SHOD Valley and the Lens of Adversity


A friend of mine was speaking and brought the following point:

“If you are facing the Red Sea today, you can be sure of this:  God has put you there.”  In Exodus 14, God sets up the Red Sea crisis.  He deliberately places his beloved people between an army and a lake.  And sure enough, he loves them and has a wonderful plan for their lives:…”

I won’t go into the rest, but think about it right now. In Exodus, the Israelites were being guided by God out of Egypt. I have been through the long Suez canal (which did not exist back a couple of millenia BC). If God wanted to get the people of Israel safely into the Sinai Peninsula, and greater Asia, it would not have been hard to give them a “dry ground” path. Yet they were led into a trap… by God.

Why did God lead them into a trap? One might argue that it was strategic to destroying the Egyptian army… but of course, this could have been done in many ways, including many ways that would not have terrorized the people of Israel. Clearly, God put them into a trap so that He could demonstrate His power, and even more so His faithfulness, to bring them out and through.

Now, most of us may have problems with being “terrorized.” I get that. But we also need it at times.
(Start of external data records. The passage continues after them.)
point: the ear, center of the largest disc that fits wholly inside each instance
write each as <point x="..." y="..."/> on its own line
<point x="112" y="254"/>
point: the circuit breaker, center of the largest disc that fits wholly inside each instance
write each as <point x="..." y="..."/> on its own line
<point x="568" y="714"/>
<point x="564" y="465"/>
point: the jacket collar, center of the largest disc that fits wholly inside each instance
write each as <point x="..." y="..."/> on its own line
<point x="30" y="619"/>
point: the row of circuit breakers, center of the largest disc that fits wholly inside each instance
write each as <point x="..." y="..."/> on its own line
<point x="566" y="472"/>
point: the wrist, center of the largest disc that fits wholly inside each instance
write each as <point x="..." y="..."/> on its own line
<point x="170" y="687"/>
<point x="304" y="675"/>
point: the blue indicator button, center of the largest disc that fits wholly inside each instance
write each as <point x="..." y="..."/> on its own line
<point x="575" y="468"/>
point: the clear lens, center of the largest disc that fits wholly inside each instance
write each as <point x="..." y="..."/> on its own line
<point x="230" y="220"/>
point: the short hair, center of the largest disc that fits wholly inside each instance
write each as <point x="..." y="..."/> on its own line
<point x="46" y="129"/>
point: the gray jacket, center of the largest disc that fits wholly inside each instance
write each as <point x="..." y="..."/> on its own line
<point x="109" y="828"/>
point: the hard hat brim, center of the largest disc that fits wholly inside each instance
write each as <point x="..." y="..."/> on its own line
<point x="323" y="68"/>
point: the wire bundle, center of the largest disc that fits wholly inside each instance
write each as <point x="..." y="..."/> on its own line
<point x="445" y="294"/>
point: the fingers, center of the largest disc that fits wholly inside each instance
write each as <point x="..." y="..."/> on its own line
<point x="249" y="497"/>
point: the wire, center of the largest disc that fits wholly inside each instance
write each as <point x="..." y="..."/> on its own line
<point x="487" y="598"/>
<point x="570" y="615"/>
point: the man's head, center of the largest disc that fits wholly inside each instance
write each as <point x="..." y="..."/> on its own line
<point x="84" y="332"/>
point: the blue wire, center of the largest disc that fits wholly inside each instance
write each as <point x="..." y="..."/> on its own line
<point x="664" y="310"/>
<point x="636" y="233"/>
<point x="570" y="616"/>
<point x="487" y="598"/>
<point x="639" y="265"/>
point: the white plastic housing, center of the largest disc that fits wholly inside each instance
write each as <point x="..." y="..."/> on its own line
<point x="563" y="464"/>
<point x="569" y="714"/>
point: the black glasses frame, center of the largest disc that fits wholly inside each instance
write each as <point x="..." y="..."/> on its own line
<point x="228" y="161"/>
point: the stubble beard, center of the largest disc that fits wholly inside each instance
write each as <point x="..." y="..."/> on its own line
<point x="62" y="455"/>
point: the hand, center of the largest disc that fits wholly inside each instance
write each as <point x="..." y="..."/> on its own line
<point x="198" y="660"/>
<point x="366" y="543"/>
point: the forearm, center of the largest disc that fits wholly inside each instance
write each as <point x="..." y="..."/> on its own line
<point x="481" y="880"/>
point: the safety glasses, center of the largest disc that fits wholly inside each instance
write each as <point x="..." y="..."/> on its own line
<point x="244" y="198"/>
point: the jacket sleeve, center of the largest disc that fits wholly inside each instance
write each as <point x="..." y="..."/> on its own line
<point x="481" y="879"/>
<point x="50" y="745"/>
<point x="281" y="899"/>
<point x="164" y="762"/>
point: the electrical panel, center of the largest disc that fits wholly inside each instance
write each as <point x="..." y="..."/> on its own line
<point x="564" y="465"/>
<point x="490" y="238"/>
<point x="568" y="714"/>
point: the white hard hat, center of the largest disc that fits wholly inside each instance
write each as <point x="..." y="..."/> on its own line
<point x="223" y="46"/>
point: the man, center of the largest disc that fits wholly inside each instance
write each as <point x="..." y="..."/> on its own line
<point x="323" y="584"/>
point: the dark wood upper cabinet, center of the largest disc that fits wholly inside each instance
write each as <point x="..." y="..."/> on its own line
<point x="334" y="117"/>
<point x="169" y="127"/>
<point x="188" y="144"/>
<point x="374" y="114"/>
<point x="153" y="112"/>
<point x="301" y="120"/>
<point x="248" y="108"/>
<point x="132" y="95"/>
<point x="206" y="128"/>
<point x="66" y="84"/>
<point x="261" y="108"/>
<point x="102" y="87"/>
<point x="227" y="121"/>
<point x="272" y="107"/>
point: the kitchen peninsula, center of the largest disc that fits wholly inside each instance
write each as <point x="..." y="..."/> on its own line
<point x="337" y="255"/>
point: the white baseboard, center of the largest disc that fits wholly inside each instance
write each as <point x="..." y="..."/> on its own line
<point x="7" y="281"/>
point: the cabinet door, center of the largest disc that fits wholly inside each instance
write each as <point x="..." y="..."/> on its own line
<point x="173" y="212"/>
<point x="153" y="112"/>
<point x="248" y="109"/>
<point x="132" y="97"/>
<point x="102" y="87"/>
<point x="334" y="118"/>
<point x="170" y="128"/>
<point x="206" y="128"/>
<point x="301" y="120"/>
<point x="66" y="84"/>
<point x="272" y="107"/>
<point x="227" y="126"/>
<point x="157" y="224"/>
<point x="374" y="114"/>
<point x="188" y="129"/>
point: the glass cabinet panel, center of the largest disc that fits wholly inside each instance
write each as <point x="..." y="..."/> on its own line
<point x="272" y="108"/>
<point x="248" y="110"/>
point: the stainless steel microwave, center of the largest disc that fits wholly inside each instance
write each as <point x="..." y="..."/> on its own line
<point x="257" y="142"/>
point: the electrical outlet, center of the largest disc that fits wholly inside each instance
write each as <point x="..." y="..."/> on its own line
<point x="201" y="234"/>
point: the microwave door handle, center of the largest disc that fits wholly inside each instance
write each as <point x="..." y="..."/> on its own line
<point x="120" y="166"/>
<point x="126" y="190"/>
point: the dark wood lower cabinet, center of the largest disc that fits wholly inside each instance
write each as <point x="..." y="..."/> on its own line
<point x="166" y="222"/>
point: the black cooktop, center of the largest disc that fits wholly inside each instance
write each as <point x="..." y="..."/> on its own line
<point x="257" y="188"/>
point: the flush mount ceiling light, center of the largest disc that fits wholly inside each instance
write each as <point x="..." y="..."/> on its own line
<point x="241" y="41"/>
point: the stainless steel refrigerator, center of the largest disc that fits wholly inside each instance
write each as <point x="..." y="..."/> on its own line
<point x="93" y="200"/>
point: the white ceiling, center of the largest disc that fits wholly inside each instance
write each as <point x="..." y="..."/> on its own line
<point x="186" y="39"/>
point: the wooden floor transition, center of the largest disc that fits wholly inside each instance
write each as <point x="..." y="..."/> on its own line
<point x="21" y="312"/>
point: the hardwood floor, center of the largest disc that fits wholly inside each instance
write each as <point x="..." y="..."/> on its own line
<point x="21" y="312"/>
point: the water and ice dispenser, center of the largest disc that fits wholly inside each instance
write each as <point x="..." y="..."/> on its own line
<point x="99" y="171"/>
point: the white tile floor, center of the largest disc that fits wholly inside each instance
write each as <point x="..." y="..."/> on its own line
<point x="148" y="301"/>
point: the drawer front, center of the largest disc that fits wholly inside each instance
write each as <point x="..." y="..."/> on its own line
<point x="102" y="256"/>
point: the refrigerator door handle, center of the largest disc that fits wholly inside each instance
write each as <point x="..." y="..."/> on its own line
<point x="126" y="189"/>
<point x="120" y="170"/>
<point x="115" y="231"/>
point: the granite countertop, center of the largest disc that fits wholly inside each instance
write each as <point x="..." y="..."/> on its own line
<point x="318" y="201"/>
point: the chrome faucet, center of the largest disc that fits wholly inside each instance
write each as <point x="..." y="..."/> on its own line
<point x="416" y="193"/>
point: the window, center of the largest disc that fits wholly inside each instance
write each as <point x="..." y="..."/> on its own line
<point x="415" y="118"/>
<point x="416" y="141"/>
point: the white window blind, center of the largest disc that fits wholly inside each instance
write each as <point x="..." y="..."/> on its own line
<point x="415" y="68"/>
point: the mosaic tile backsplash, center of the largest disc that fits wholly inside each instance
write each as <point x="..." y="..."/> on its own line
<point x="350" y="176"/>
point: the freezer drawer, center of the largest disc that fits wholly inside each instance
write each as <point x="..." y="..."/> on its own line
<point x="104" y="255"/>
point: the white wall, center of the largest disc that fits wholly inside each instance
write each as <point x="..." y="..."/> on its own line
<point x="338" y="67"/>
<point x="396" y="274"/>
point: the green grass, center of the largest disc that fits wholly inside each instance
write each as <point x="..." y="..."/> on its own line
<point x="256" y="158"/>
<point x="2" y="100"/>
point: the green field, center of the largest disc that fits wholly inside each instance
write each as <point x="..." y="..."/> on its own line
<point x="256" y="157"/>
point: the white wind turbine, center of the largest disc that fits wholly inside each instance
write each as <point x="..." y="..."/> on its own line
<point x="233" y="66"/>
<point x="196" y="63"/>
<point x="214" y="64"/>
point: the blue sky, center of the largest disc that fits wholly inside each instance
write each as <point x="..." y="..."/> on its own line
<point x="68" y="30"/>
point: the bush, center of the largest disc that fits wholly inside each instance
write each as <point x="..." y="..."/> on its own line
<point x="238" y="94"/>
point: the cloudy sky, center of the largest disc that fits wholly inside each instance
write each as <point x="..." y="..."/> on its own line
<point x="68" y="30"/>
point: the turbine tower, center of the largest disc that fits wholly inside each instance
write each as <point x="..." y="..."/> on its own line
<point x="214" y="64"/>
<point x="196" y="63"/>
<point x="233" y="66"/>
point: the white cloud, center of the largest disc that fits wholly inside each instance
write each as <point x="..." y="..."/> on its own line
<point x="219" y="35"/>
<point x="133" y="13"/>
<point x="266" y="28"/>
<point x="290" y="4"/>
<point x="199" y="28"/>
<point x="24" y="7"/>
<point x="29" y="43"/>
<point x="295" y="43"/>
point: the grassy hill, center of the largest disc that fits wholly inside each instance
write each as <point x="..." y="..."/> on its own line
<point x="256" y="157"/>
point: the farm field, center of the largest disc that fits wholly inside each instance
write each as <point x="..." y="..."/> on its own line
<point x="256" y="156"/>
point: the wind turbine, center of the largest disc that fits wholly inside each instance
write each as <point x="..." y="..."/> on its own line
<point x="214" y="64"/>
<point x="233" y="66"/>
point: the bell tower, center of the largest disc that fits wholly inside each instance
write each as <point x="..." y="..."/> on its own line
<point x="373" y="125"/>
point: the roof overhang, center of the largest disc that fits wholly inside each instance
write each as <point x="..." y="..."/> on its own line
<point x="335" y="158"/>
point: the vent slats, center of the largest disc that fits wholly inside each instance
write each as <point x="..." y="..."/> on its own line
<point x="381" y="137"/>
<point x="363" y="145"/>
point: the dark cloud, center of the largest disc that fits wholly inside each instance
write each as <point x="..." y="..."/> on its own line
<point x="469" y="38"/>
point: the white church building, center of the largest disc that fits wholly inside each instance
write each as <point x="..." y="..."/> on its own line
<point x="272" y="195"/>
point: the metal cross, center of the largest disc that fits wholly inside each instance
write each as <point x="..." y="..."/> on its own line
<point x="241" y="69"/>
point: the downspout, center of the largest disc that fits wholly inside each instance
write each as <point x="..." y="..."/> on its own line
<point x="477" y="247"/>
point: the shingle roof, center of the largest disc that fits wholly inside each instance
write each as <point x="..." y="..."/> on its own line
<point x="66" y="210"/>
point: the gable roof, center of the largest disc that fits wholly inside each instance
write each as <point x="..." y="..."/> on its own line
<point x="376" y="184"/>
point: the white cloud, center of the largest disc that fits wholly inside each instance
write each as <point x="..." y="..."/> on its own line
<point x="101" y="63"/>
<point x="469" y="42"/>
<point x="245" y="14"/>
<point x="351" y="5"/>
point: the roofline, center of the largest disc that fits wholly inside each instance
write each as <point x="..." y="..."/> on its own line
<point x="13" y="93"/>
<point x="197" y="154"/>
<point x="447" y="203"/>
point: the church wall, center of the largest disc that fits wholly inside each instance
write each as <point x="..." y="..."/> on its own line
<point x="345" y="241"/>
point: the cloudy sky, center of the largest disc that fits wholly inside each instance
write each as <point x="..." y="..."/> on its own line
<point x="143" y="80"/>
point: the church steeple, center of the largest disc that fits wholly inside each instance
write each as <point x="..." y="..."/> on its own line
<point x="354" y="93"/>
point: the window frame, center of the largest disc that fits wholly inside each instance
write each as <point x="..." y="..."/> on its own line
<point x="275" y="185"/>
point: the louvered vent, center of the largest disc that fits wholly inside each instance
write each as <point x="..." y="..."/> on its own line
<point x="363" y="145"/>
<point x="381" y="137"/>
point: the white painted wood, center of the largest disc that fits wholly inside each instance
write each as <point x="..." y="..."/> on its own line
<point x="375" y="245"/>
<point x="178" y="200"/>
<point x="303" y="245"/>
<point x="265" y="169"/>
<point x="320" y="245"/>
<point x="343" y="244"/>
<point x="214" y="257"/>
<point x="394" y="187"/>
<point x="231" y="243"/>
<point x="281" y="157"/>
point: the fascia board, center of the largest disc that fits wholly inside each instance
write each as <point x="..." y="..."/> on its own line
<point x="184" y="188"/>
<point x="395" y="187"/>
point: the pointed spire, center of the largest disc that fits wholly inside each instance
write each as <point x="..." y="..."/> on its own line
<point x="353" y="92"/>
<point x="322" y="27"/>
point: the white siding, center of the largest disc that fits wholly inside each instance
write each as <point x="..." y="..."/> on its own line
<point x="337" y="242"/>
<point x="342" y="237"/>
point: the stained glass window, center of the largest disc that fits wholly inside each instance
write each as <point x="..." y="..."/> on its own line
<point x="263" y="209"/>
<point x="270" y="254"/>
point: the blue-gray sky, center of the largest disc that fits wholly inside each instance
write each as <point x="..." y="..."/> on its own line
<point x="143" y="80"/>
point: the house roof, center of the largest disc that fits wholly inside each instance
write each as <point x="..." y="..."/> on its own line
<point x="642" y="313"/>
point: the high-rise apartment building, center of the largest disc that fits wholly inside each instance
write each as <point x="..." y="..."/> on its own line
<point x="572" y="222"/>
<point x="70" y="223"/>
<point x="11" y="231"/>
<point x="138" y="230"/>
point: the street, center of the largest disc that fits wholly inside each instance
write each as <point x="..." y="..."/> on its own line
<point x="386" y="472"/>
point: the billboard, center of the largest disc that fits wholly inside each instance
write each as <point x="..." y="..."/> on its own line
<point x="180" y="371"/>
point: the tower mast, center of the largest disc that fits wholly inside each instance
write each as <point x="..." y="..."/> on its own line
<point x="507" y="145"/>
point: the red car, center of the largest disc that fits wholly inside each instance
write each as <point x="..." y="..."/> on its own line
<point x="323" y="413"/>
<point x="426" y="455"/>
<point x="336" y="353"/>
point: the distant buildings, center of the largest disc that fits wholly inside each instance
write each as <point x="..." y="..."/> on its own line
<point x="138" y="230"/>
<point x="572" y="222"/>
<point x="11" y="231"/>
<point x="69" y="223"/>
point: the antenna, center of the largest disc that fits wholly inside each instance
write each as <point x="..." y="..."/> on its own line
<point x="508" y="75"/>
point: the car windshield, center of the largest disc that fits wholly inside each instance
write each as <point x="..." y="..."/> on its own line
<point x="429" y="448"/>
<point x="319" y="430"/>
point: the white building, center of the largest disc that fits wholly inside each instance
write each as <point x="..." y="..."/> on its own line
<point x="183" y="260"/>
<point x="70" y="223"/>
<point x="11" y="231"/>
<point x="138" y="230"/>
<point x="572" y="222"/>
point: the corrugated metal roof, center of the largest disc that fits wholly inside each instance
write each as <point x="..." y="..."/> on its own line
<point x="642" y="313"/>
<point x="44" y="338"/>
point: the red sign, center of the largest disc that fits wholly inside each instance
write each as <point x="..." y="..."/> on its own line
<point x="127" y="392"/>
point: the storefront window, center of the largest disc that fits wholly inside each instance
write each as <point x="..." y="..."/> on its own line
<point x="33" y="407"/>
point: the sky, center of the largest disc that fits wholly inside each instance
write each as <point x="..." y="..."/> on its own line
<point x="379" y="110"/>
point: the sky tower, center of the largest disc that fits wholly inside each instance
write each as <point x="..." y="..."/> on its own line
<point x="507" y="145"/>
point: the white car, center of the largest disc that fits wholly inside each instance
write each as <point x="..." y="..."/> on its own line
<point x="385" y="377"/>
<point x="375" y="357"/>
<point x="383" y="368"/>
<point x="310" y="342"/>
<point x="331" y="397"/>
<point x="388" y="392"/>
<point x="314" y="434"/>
My wife and I, among other things, do pastoral care, including missionary member care. We have dealt with missionaries struggling with support or personal conflicts. We have have had personal struggles and personnel struggles, but our finances had not really been a problem. But a few months ago, our support reduced drastically, and will again in just a few months. We have been forced to trust God. We have had quite unexpected support coming in that has been a big help so far. We still have reasons for concern for the future, but we have a better perspective on God’s faithfulness when we see it through the lens of adversity rather than through the lens of prosperity.

Psalm 23 notes that although we walk through the Valley of the Shadow of Death, we can fear no evil because God is with us. But sometimes we need God to lead us into those that shadows of death, the valleys in our life, to truly understand that God is with us.